Estréia

{?} nunca tinha ficado mal por brigar com alguém. Quer dizer, {?} já havia brigado muito com muitas pessoas diferentes, depois feito as pazes por gostar, no fundo, da pessoa com quem tinha brigado. Mas {?} nunca sentiu arrependimento do que fez, do que disse. “Realmente”, {?} pensou, “a diferença é o arrependimento”. {?} nunca teve o costume de arrepender-se. Brigou? Brigou! “A gente conversa e se acerta”. “Você nunca mais vai querer me ver na sua frente porque brigamos? Pior para você”. {?} conhecia bem o arrependimento. {?} já se arrependera muitas vezes antes de outras coisas. Mas nunca de ter se defendido. {?} nunca sentira antes tamanha ausência de desapego (se é que podemos colocar as coisas assim). {?} acostumou-se à solidão.
Há, no universo, um “ruído de fundo”, que {?} entende como um ruído constante, que às vezes pode ser abalado, mas que sempre estará lá. De maneira semelhante ao ruído de fundo do universo, {?} sempre viveu uma solidão de fundo. {?} aproximou-se de muitas pessoas de quem distanciou-se. Com o tempo, aprendeu a contar com a chegada do momento da distância do afastamento. {?} sempre, em todos seus relacionamentos, quaisquer que fossem os tipos de relacionamentos que estabelecesse com outras pessoas, tinha seu coração (Ó, pieguice, nuncame abandonarás?) preparado para separar-se. Sempre.

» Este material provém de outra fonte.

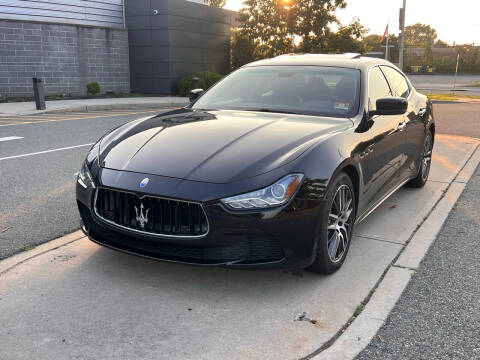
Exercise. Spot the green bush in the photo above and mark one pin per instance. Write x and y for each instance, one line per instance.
(207, 79)
(93, 88)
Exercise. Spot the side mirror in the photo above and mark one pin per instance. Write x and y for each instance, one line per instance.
(390, 106)
(195, 94)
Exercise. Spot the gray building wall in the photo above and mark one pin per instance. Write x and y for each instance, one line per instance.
(101, 13)
(67, 57)
(183, 38)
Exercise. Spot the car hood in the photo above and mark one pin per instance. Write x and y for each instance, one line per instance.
(213, 146)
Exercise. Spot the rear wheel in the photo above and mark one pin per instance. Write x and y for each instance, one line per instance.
(336, 226)
(425, 162)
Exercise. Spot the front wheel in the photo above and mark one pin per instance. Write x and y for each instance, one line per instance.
(426, 160)
(336, 226)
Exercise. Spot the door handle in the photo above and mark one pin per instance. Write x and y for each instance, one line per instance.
(422, 112)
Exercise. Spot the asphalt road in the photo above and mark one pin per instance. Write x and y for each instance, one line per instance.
(444, 83)
(37, 197)
(437, 315)
(458, 119)
(37, 201)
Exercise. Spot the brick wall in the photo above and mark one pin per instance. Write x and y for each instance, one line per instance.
(67, 57)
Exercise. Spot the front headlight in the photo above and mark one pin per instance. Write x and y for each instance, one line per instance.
(84, 177)
(274, 195)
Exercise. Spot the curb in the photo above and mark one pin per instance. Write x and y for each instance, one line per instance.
(15, 260)
(180, 102)
(85, 108)
(361, 331)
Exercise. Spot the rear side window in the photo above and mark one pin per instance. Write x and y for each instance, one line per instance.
(397, 82)
(377, 87)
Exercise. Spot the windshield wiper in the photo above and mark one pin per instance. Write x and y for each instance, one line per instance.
(275, 110)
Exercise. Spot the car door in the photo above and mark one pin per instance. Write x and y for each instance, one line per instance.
(414, 120)
(388, 141)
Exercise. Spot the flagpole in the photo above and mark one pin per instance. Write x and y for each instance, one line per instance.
(386, 48)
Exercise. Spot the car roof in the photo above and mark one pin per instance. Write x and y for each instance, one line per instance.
(348, 60)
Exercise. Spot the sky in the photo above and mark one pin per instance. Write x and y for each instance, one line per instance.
(455, 21)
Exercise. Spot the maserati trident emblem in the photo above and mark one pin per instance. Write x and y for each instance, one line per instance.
(144, 182)
(142, 218)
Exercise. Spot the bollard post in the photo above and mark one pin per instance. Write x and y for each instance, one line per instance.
(195, 83)
(39, 93)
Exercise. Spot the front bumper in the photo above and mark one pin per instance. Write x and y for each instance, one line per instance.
(283, 237)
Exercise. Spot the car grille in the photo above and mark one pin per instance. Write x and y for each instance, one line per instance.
(158, 216)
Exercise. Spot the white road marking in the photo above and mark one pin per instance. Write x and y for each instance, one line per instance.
(8, 138)
(45, 152)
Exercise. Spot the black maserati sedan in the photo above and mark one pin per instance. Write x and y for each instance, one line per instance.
(271, 167)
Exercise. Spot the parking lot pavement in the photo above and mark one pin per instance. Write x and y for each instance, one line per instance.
(38, 158)
(437, 315)
(84, 301)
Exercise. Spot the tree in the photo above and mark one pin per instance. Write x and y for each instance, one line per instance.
(243, 49)
(312, 20)
(217, 3)
(420, 35)
(441, 44)
(372, 43)
(347, 38)
(284, 26)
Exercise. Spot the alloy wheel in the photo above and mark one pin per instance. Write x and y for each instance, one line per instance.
(340, 223)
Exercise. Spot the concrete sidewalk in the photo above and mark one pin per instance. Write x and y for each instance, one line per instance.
(28, 108)
(437, 315)
(73, 299)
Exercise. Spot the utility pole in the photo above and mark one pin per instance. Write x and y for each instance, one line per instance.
(402, 33)
(386, 49)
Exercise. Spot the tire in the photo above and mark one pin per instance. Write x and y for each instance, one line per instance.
(335, 232)
(425, 163)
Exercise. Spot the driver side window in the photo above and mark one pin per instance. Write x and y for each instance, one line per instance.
(377, 87)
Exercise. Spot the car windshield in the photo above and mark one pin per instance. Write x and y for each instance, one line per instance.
(308, 90)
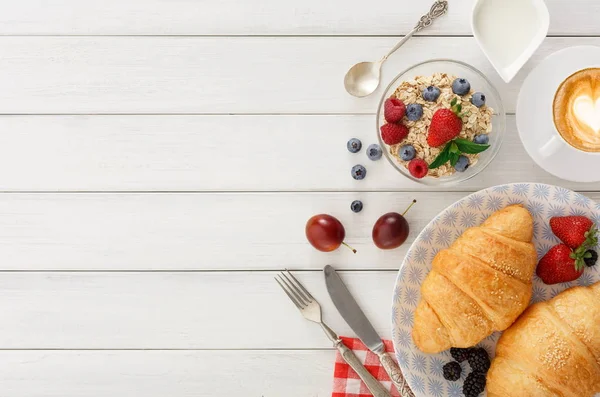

{?} pensava que contigo também seria assim. {?} imaginava que se machucaria (de novo), sofreria (de novo), sentiria falta (de novo), mas que levantaria (de novo), que seguiria em frente (de novo) e que poderia aguentar a próxima (de novo). E, realmente, {?} conseguiu repetir todo o processo. Mas nunca antes {?} tinha ficado tão triste assim. Era difícil para {?} definir o que havia mudado. Nada, na verdade, havia mudado. A não ser a imensa alegria de te ver de novo quando pensava que nunca mais isso aconteceria. Nunca {?} sentiu-se tão feliz ao rever – e reconciliar-se com – quem tinha brigado.
Talvez possamos exemplificar. {?} sempre achou muito idiota aquele comportamento diplomático que duas pessias – em geral – assumem quando se reconciliam. Muito piegas. {?} esquecia da briga – e da reconciliação – e tudo bem, tratamento normal ({?} possui memória seletiva). Mas nem sua memória seletiva deu conta do recado: comportamento diplomático, evitamento de brigas – e o pior, o comportamento que {?} sempre achou mais deplorável: o medo de uma nova briga. {?} sempre teve uma resposta na ponta da língua. Ela demorava mas chegava, e {?} nunca teve medo de dá-la. Mas {?}, contigo, passou a ter medo de iniciar uma nova briga. {?} nunca gostou de andar na corda bamba do auto controle em prol da paz, e de sombrinha. {?} nunca gostou da instabilidade da reconciliação, a instabilidade diplomática, o sorriso que diz “tá vamos parar”. {?} se lixava para a maturidade, neste aspecto. Brincadeira, para {?}, não tem limite. Menos contigo. {?} nunca teve medo de lembrar de suas brigas. Mas a briga contigo ainda incomoda. {?} já teve medo de várias coisas. Mas nunca teve medo do medo.
Pela primeira vez, {?} teve medo do medo de te perder.
Agora vive nessa linha instável, nessa corda bamba, sem nunca saber se a briguinha de amanhã será definitiva. E nunca antes {?} agarrou-se tanto em amar como agora agarra-se a te amar. {?} somente tem isso agora consigo: esse “Te amo” tão banal, tão simplório, mais instável que sei lá qual elemento químico, tão (ai) piegas… mas tão mais importante que tudo, tão mais importante do que em qualquer momento já havia sido.